In 2019, Anne McLaughlin from the Parker Library gave a talk at the International Image Interoperability Framework Conference about crowdsourcing using FromThePage. You can view her presentation and read the full transcript below.
I'm Anne McLaughlin. I'm from the Parker Library. I'm not so much talking about all of Cambridge's crowdsourcing initiatives, but really just one that we did. I was not trained as a computer scientist or in any sort of AV. Instead, I was trained as a historian and as a librarian. Let me start by telling you a story.
Our story starts a year ago at the Library of Congress, at an IIIF conference very like this one. I was there to present Parker On the Web, or Parker II, as we call it, our new iteration. Finally removing the paywall, opening that up into the world, and exposing our IIIF through an embedded Mirador viewer. The question was left in all of our minds, what's next?
I happened to be in a session with a colleague from Stanford. He was talking about a program to transcribe some of their archives, letters written by Stanford students, either home or to their friends. It got me thinking. If people like transcribing this, what if they liked transcribing this, as well?

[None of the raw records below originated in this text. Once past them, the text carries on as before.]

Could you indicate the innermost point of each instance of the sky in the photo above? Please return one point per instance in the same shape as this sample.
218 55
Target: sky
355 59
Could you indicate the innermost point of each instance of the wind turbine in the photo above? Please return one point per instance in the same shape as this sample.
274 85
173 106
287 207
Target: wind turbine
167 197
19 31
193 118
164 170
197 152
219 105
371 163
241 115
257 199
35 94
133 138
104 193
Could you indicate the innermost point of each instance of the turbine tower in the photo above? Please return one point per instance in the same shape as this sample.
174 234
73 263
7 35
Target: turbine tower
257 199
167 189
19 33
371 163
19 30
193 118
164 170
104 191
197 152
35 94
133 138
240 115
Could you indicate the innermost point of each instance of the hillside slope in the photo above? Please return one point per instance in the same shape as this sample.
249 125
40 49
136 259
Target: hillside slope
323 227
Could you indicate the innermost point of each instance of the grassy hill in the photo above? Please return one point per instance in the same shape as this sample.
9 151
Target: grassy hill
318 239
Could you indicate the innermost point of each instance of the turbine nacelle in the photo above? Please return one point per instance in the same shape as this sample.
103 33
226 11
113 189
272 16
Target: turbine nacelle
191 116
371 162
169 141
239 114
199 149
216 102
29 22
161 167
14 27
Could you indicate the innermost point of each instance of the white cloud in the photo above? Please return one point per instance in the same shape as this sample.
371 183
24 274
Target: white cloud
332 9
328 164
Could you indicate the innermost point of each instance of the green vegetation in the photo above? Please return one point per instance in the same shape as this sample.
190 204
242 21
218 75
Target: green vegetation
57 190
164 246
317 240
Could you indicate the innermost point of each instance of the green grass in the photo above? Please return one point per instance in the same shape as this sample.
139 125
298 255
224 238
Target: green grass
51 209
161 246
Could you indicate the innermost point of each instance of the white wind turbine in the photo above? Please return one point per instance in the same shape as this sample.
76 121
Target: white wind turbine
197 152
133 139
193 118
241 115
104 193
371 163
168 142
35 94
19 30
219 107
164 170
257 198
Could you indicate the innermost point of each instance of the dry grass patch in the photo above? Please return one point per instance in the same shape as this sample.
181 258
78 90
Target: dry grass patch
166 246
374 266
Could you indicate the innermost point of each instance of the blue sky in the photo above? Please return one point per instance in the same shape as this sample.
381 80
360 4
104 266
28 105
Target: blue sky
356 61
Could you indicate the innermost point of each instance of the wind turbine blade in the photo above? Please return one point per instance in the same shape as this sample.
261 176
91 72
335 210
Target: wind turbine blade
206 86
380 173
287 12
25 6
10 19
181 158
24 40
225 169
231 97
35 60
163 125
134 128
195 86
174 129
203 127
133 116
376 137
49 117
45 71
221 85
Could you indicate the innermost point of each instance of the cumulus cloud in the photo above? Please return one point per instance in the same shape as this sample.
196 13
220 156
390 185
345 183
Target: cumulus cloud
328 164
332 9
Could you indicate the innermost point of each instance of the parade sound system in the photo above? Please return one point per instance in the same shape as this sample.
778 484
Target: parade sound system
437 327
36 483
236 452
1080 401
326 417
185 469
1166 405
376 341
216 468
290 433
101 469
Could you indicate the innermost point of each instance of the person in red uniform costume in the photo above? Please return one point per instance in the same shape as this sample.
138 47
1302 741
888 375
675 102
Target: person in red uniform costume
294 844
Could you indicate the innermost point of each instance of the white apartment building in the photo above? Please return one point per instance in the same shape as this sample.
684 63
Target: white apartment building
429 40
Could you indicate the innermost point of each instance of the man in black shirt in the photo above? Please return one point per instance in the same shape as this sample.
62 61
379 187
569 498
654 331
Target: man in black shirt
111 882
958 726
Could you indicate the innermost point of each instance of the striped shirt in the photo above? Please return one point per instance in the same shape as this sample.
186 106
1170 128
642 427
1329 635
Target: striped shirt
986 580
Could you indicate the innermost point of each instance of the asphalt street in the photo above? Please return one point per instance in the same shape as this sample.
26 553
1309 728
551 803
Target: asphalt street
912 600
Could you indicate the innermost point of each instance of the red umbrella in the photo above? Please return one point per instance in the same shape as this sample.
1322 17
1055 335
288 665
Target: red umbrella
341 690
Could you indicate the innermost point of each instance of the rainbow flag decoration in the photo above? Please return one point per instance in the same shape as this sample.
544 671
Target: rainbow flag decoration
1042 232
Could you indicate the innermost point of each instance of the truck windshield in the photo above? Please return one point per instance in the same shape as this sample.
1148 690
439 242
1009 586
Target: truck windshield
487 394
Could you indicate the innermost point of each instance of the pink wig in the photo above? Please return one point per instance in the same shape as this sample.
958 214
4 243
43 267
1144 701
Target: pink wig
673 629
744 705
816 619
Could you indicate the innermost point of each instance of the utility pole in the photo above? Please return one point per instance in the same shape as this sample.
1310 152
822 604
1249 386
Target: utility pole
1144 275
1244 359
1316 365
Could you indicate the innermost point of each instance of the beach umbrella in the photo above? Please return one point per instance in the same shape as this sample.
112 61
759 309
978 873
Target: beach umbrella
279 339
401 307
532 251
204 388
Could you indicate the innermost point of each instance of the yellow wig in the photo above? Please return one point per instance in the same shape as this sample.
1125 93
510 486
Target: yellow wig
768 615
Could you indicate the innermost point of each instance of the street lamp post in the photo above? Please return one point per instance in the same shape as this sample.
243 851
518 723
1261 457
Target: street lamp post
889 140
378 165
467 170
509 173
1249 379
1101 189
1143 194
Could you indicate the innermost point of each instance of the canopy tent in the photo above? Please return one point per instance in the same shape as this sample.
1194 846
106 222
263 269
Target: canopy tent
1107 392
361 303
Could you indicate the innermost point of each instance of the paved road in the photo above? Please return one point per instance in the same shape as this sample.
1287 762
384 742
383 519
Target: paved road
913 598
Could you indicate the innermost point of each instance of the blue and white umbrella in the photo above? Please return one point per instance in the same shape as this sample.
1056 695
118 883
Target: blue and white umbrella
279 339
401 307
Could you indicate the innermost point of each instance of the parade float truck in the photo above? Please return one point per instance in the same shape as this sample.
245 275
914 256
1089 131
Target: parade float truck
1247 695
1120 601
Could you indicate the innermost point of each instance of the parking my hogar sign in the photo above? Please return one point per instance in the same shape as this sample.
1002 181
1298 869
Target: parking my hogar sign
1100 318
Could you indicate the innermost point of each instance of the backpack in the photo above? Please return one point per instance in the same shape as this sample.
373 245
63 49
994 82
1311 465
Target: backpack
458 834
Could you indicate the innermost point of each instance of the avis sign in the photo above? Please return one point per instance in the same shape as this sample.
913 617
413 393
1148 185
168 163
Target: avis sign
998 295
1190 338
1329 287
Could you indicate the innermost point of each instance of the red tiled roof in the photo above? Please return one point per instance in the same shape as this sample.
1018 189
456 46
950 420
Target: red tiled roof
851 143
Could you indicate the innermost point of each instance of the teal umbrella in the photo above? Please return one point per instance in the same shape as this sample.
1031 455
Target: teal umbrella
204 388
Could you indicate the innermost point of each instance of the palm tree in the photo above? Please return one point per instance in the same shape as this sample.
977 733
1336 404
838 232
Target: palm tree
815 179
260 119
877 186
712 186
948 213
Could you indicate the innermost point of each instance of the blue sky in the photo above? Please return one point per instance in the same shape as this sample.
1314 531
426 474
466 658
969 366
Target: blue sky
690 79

Why would we want to do this? Lots of our manuscripts are famous. Lots already have critical additions. But, indeed, there's more to it than that. In opening up our collections, we can support teaching and learning. Paleography is a skill. Learning how to read these is essential for historians, English students, people in medieval and modern languages.
There's a component of access by promoting these collections and showing everybody that they are able to engage with them, no matter their level of training, and support public engagement. We happened to coincide the launch with the opening of the British Library's Anglo-Saxon Kingdoms exhibition. We wanted to highlight the 11 loans that we sent to them. It was also complementary to the relaunch of Parker 2.0. We hoped to promote the platform.
Finally, because while OCR is definitely getting better, it's still got a ways to go when it comes to medieval manuscripts, especially if the layout's not exactly standard. These are two of our manuscripts. The one furthest from me has musical notation in it. The one closest has interlinear glosses. If you put that closest one, a copy of Prudentius from the 11th century, into Google's OCR generator, that is what you get. Not so helpful.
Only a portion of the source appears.